Without much difficulty we found the Guestnitsa Hotel, a wretched place, verminous and dirty, like every other hotel in all Siberia was before the enlightening days of the great railroad. Here I established myself, and sent Petrakoff with a note to the Governor-General, asking for audience without delay.

Scarcely had I washed, shaved and made myself a trifle presentable—though I fear my unshorn hair presented a somewhat shaggy appearance—when the agent of police returned with a note from His Excellency General Vorontzoff, Governor-General of the province, expressing his regret that owing to being compelled to make a military inspection during that day he was unable to receive me until five o’clock in the evening.

Thus was I compelled to await His Excellency’s pleasure.

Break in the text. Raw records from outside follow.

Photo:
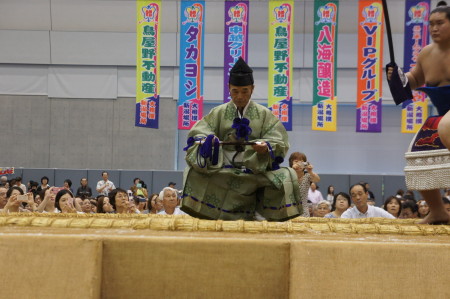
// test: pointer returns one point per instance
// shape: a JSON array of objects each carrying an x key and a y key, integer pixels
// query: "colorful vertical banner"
[
  {"x": 147, "y": 63},
  {"x": 235, "y": 39},
  {"x": 415, "y": 111},
  {"x": 324, "y": 68},
  {"x": 370, "y": 58},
  {"x": 190, "y": 101},
  {"x": 281, "y": 45}
]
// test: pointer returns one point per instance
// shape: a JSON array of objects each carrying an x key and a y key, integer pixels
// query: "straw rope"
[{"x": 298, "y": 225}]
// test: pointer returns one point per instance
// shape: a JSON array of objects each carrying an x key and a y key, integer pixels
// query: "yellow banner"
[
  {"x": 147, "y": 63},
  {"x": 281, "y": 45}
]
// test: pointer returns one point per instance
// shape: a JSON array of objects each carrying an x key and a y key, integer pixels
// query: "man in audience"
[
  {"x": 20, "y": 185},
  {"x": 409, "y": 210},
  {"x": 3, "y": 199},
  {"x": 446, "y": 202},
  {"x": 361, "y": 209},
  {"x": 105, "y": 186},
  {"x": 3, "y": 180},
  {"x": 84, "y": 190},
  {"x": 170, "y": 202}
]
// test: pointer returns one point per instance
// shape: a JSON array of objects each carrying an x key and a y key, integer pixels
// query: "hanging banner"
[
  {"x": 235, "y": 39},
  {"x": 190, "y": 101},
  {"x": 147, "y": 63},
  {"x": 370, "y": 58},
  {"x": 281, "y": 45},
  {"x": 324, "y": 72},
  {"x": 6, "y": 170},
  {"x": 415, "y": 111}
]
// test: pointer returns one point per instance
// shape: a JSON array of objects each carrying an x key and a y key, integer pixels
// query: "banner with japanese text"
[
  {"x": 147, "y": 63},
  {"x": 6, "y": 170},
  {"x": 415, "y": 111},
  {"x": 281, "y": 45},
  {"x": 235, "y": 39},
  {"x": 370, "y": 59},
  {"x": 190, "y": 101},
  {"x": 324, "y": 115}
]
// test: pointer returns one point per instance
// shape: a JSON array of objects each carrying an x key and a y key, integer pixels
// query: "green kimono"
[{"x": 236, "y": 188}]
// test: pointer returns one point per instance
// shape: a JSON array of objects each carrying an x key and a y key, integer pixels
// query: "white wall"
[{"x": 85, "y": 49}]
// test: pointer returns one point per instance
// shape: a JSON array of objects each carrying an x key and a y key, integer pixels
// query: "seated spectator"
[
  {"x": 341, "y": 203},
  {"x": 393, "y": 205},
  {"x": 64, "y": 201},
  {"x": 330, "y": 194},
  {"x": 86, "y": 206},
  {"x": 424, "y": 209},
  {"x": 170, "y": 202},
  {"x": 409, "y": 194},
  {"x": 20, "y": 185},
  {"x": 409, "y": 210},
  {"x": 446, "y": 202},
  {"x": 37, "y": 199},
  {"x": 305, "y": 175},
  {"x": 15, "y": 204},
  {"x": 105, "y": 186},
  {"x": 118, "y": 198},
  {"x": 103, "y": 205},
  {"x": 3, "y": 181},
  {"x": 322, "y": 208},
  {"x": 33, "y": 187},
  {"x": 139, "y": 188},
  {"x": 154, "y": 204},
  {"x": 93, "y": 205},
  {"x": 314, "y": 195},
  {"x": 44, "y": 184},
  {"x": 141, "y": 203},
  {"x": 359, "y": 196},
  {"x": 84, "y": 189},
  {"x": 3, "y": 199},
  {"x": 48, "y": 203},
  {"x": 447, "y": 193},
  {"x": 12, "y": 203},
  {"x": 400, "y": 193},
  {"x": 68, "y": 185}
]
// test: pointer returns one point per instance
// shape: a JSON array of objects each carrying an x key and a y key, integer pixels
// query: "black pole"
[{"x": 388, "y": 31}]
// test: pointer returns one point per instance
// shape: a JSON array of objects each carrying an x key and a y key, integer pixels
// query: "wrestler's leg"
[
  {"x": 444, "y": 130},
  {"x": 437, "y": 214}
]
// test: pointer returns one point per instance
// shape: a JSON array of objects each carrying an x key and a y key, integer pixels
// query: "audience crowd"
[{"x": 357, "y": 202}]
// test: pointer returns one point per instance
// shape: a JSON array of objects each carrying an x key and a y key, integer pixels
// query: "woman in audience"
[
  {"x": 14, "y": 203},
  {"x": 93, "y": 205},
  {"x": 170, "y": 202},
  {"x": 154, "y": 204},
  {"x": 322, "y": 208},
  {"x": 330, "y": 194},
  {"x": 86, "y": 206},
  {"x": 306, "y": 176},
  {"x": 64, "y": 201},
  {"x": 423, "y": 208},
  {"x": 118, "y": 198},
  {"x": 44, "y": 184},
  {"x": 341, "y": 202},
  {"x": 48, "y": 203},
  {"x": 393, "y": 205},
  {"x": 139, "y": 188},
  {"x": 103, "y": 205}
]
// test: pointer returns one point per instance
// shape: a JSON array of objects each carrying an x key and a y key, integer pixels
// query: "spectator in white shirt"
[
  {"x": 359, "y": 195},
  {"x": 314, "y": 195},
  {"x": 105, "y": 186},
  {"x": 170, "y": 202}
]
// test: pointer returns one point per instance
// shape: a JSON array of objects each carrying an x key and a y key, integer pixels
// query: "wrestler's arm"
[{"x": 416, "y": 77}]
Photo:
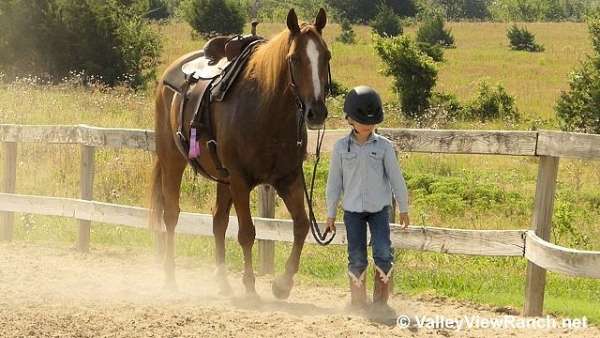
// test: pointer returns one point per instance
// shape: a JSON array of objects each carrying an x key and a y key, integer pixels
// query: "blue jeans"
[{"x": 356, "y": 228}]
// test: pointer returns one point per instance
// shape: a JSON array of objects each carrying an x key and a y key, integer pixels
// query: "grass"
[{"x": 455, "y": 191}]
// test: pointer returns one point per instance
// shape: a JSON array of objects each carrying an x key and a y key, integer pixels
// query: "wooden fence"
[{"x": 532, "y": 244}]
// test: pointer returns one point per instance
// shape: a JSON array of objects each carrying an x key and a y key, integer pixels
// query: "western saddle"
[{"x": 204, "y": 79}]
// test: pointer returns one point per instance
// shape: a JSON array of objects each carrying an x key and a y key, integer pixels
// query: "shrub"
[
  {"x": 432, "y": 31},
  {"x": 347, "y": 36},
  {"x": 436, "y": 52},
  {"x": 338, "y": 89},
  {"x": 403, "y": 8},
  {"x": 158, "y": 9},
  {"x": 579, "y": 108},
  {"x": 214, "y": 17},
  {"x": 491, "y": 104},
  {"x": 522, "y": 39},
  {"x": 386, "y": 22},
  {"x": 109, "y": 40},
  {"x": 414, "y": 72}
]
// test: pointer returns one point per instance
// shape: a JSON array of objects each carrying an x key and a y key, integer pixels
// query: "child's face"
[{"x": 362, "y": 129}]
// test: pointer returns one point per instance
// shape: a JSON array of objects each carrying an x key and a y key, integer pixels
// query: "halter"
[{"x": 300, "y": 115}]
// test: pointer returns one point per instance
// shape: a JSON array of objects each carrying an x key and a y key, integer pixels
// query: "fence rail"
[{"x": 532, "y": 244}]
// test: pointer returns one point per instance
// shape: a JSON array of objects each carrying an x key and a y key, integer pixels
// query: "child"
[{"x": 365, "y": 168}]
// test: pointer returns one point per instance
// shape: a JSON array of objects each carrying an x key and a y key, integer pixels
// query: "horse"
[{"x": 260, "y": 141}]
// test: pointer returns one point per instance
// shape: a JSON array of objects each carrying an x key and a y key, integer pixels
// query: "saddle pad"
[{"x": 202, "y": 69}]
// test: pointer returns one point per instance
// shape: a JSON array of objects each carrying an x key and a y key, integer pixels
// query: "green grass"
[{"x": 455, "y": 191}]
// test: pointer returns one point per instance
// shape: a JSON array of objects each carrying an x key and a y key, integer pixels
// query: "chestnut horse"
[{"x": 258, "y": 134}]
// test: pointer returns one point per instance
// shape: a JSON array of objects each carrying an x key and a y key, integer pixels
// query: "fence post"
[
  {"x": 86, "y": 186},
  {"x": 542, "y": 224},
  {"x": 9, "y": 166},
  {"x": 393, "y": 210},
  {"x": 266, "y": 209}
]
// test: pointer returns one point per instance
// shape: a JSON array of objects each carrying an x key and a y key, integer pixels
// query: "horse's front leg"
[
  {"x": 293, "y": 196},
  {"x": 220, "y": 222},
  {"x": 240, "y": 193}
]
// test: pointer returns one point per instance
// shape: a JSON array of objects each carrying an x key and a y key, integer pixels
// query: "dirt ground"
[{"x": 57, "y": 292}]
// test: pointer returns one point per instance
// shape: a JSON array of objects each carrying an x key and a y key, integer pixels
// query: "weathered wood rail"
[{"x": 532, "y": 244}]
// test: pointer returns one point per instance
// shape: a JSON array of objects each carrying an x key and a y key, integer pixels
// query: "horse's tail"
[{"x": 155, "y": 222}]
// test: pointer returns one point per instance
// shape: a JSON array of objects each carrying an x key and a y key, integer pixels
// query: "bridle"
[{"x": 320, "y": 238}]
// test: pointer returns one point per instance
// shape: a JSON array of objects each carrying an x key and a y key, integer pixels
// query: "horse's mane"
[{"x": 268, "y": 65}]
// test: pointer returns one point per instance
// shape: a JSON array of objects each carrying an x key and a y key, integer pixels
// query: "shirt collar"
[{"x": 371, "y": 138}]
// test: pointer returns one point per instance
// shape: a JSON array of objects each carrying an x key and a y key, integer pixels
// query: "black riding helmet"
[{"x": 363, "y": 105}]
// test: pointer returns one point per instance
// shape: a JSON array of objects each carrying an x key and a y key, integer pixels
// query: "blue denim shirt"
[{"x": 366, "y": 174}]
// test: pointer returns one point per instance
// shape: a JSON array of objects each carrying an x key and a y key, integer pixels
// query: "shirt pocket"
[
  {"x": 349, "y": 162},
  {"x": 375, "y": 160}
]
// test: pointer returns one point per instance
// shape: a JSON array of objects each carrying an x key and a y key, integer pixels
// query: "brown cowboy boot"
[
  {"x": 380, "y": 311},
  {"x": 382, "y": 285},
  {"x": 358, "y": 290}
]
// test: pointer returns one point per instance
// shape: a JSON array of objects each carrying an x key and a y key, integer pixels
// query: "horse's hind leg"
[
  {"x": 293, "y": 196},
  {"x": 240, "y": 192},
  {"x": 220, "y": 223},
  {"x": 172, "y": 173}
]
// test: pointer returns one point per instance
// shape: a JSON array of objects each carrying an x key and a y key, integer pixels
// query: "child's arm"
[{"x": 392, "y": 168}]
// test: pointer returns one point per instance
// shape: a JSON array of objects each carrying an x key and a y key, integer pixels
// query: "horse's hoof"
[
  {"x": 282, "y": 287},
  {"x": 170, "y": 286}
]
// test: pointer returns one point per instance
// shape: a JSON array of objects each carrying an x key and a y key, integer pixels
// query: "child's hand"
[
  {"x": 330, "y": 226},
  {"x": 404, "y": 220}
]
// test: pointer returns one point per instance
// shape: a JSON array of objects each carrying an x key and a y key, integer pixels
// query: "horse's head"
[{"x": 308, "y": 61}]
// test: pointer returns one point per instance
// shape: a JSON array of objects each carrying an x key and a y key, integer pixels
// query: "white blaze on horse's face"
[{"x": 313, "y": 58}]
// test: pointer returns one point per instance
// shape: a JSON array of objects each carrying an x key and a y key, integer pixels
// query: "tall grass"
[{"x": 455, "y": 191}]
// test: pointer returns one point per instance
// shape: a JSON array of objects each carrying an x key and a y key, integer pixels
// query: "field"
[{"x": 474, "y": 192}]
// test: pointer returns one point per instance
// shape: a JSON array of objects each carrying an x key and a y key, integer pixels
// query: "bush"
[
  {"x": 109, "y": 40},
  {"x": 347, "y": 36},
  {"x": 338, "y": 89},
  {"x": 491, "y": 104},
  {"x": 214, "y": 17},
  {"x": 386, "y": 23},
  {"x": 403, "y": 8},
  {"x": 436, "y": 52},
  {"x": 579, "y": 108},
  {"x": 158, "y": 9},
  {"x": 414, "y": 72},
  {"x": 432, "y": 31},
  {"x": 522, "y": 39}
]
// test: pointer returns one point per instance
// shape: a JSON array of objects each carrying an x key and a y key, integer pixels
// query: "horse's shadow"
[{"x": 256, "y": 303}]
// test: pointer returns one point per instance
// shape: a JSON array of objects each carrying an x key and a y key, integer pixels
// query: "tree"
[
  {"x": 432, "y": 31},
  {"x": 522, "y": 39},
  {"x": 414, "y": 73},
  {"x": 578, "y": 109},
  {"x": 108, "y": 40}
]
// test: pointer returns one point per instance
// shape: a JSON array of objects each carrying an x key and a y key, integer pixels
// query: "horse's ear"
[
  {"x": 321, "y": 20},
  {"x": 293, "y": 22}
]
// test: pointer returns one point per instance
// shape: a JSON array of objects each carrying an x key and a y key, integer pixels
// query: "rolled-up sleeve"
[
  {"x": 334, "y": 183},
  {"x": 396, "y": 178}
]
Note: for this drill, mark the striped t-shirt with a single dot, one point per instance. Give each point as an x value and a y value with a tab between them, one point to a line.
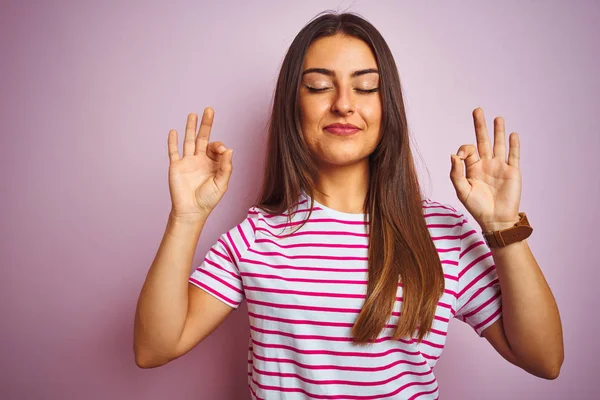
304	291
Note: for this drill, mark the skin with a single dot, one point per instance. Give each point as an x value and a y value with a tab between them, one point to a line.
529	334
343	161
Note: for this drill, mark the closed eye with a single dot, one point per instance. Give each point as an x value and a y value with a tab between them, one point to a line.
315	90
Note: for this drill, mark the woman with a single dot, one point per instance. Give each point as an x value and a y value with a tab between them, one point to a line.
342	240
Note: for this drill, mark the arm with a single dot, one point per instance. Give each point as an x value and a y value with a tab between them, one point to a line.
530	333
172	316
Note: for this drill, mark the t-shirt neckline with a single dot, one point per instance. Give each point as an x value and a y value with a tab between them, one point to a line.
332	212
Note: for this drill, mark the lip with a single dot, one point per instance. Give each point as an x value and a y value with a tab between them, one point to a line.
342	129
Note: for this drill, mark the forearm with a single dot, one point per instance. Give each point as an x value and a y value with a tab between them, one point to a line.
162	306
530	315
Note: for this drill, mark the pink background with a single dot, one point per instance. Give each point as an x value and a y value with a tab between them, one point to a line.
90	91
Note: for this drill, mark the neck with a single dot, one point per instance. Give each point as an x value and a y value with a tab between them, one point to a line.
344	188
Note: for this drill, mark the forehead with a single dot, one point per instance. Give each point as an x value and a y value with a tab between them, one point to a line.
342	54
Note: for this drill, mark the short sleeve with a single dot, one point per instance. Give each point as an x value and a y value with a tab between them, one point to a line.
479	300
219	273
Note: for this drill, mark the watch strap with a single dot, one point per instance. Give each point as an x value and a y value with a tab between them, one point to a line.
519	231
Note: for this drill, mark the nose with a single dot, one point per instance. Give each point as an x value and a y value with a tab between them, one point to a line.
343	102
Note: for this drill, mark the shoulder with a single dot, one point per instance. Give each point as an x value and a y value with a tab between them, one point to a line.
443	212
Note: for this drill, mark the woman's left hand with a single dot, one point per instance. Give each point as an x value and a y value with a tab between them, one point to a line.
491	189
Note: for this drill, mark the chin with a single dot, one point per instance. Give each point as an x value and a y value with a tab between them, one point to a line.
342	160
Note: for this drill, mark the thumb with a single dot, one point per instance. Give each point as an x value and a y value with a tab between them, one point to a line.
457	176
224	173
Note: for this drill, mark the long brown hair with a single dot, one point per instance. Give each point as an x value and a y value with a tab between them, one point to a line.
400	247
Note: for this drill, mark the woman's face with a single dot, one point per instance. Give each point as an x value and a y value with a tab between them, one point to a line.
344	89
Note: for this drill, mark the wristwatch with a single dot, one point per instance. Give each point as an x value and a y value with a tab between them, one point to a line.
519	231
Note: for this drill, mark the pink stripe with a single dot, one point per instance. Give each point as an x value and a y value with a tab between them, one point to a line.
325	294
243	236
325	338
442	215
366	354
226	247
448	250
282	214
471	247
322	269
252	225
324	323
217	252
446	237
341	382
328	245
488	319
343	397
313	220
472	263
336	367
220	280
306	280
252	390
444	225
307	257
438	204
214	264
202	285
327	233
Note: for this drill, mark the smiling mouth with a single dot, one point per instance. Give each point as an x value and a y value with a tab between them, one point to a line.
341	130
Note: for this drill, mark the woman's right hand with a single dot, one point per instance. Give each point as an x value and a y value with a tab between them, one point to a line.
199	179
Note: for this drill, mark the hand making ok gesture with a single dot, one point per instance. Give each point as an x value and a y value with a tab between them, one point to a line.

The fame of Alexander Vorontzoff was well-known in Petersburg. He was a hard, hide-bound bureaucrat, without a spark of pity or of human feeling. And for that reason the camarilla surrounding His Majesty the Emperor had managed to obtain his appointment as Governor-General of Yakutsk. He was the catspaw of that half-dozen astute Ministers who terrorised the Emperor and his Court, and by so doing feathered their own nests. “Politicals” committed by Markoff to his tender mercies were shown little consideration, for was not his appointment as Governor-General mainly on account of his brutal treatment of offenders during his term of office at Tomsk?

Hartwig, had, more than once, mentioned this man as the most cruel, inhuman official in all Siberia. Therefore, being forewarned, I was ready to meet him on his own ground.

Many a man, and many a delicate woman, transported there from Russia, although quite as innocent of revolutionary ideas as my friend Madame de Rosen, had lived but a few short days on their arrival at the prison at Yakutsk, horrible tales of which had even filtered through back to Petersburg and Moscow.

One fact well-known was that, two years before, when smallpox had broken out at the prison, this brutal official caused a whole batch of prisoners to be placed in a room where a dozen other prisoners were lying in the last stages of that fatal disease, with the result that over two hundred exiles became infected, and of them one hundred and eighty died without receiving the least medical attention.

Such an action stood to his credit in the bureau of the Ministry of the Interior at Petersburg! He had saved the Empire the keep of a hundred and eighty prisoners—mostly the victims of Markoff and the camarilla!